An accessible source for the story of the "White Bear", which is presumed to be a polar bear, is to be found in Thomas Maddox's The history and antiquities of the Exchequer of the kings of England. This also includes the instructions to the Sheriffs of London to build a house at the Tower of London for the King's elephant:
"The Sheriffs of London were commanded to supply four Pence per Diem, for the Maintenance of the King's white Bear and his Keeper in the Tower of London The fame Sheriffs were commanded to provide a Muzzle and an Iron Chain and a Cord for the King's white Bear in the Tower of London (a); to build a little House in the Tower of London for the King's Elephant (b); and to find Necessaries for the King's Elephant and his Keeper in the Tower of London (c)"
(a) Rex Vicecomitibus Londoniae salutem. Praecipimus vobis, quod cuidam Urso nostro Albo quem mittimus usq; Turrim nostram Londoniae ibidem custodiendum, & custodi ipsius, singulis diebus quamdiu fuerint ibidem, habere faciatis quatuor denarios ad sustentationem suam. T. Rege apud S. Edmundum xiij die Seplembris. Liberat. 36. H. 3. m. 4. [Hanc instantiam, & sequentes sex septemve, mecum communicavit Vir in me amicissimus Georgius Holmes Generosus, Antiquarius.]
(b) Rex Vicecomitibus Londoniae salutem. Praecipimus, vobis quod custodi albi Ursi nostri, qui nuper missus suit nobis de Norwagia & est in Turri nostra Londoniae, habere faciatis unum Musellum & unam Cathenam ferream, ad tenendum Ursum ilium extra aquam, & unam longam & fortem Cordam ad tenendum eundem Ursum piscantem in aqua Thamisiae; Et custum &c computabitur &c. T. R. apud Windesore xxx die Octobris. Liberat. 37. H. 3- m. 15.
(c) Rex Vicecomitibus Londoniae salutem. Praecipimus vobis, quod de firma Civitatis noftrae Londoniae, sine dilatione construi facialis apud Turrim noftiam Londoniae, unum domum longitudinis xl pedum & latitudinis xx pedum, ad Elefantem nostrum; provisuri quod taliter fiat & ita fortis fit, ut cum opus fuerit ad alios usus apta & necessaria. Et custum &c computabitur vobis ad Scaccarium. T. R. apud Westmon. xxvj die Februarij. Liberat. 39. H. 3. 7n. 11.
To the best of my knowledge, we have no record of any injuries sustained by the keeper responsible for the white bear, so I think we can assume that, however he attached the muzzle in practice, the bear was fairly amenable, and the keeper good at his job!
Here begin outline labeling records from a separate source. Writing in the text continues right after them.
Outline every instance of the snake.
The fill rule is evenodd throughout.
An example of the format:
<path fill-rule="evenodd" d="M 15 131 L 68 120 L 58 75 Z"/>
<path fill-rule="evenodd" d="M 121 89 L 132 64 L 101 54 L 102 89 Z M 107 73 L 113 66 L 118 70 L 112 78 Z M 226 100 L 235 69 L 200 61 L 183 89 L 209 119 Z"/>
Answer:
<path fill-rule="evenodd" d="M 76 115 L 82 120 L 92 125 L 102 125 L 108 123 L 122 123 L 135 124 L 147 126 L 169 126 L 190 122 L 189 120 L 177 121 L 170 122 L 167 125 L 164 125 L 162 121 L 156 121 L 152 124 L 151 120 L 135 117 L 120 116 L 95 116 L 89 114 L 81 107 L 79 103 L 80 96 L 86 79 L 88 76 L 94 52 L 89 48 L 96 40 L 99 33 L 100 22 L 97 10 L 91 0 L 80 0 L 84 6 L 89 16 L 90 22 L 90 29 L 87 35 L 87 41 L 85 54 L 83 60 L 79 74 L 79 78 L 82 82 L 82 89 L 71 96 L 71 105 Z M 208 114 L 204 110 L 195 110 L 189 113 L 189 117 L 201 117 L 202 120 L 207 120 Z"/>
It may also be worth considering the case of Knut, the polar bear that was hand-reared at Berlin zoo. In that case, modern attitudes and concerns for the well-being of both Knut and his keepers meant that the bear's interaction with human handlers was diminished as he got older. I doubt those factors were as important in the thirteenth century!
The example of Knut shows that it was possible for polar bears to become acclimatised to being around humans. In which case, it would probably also have been that much easier to get it to wear a muzzle.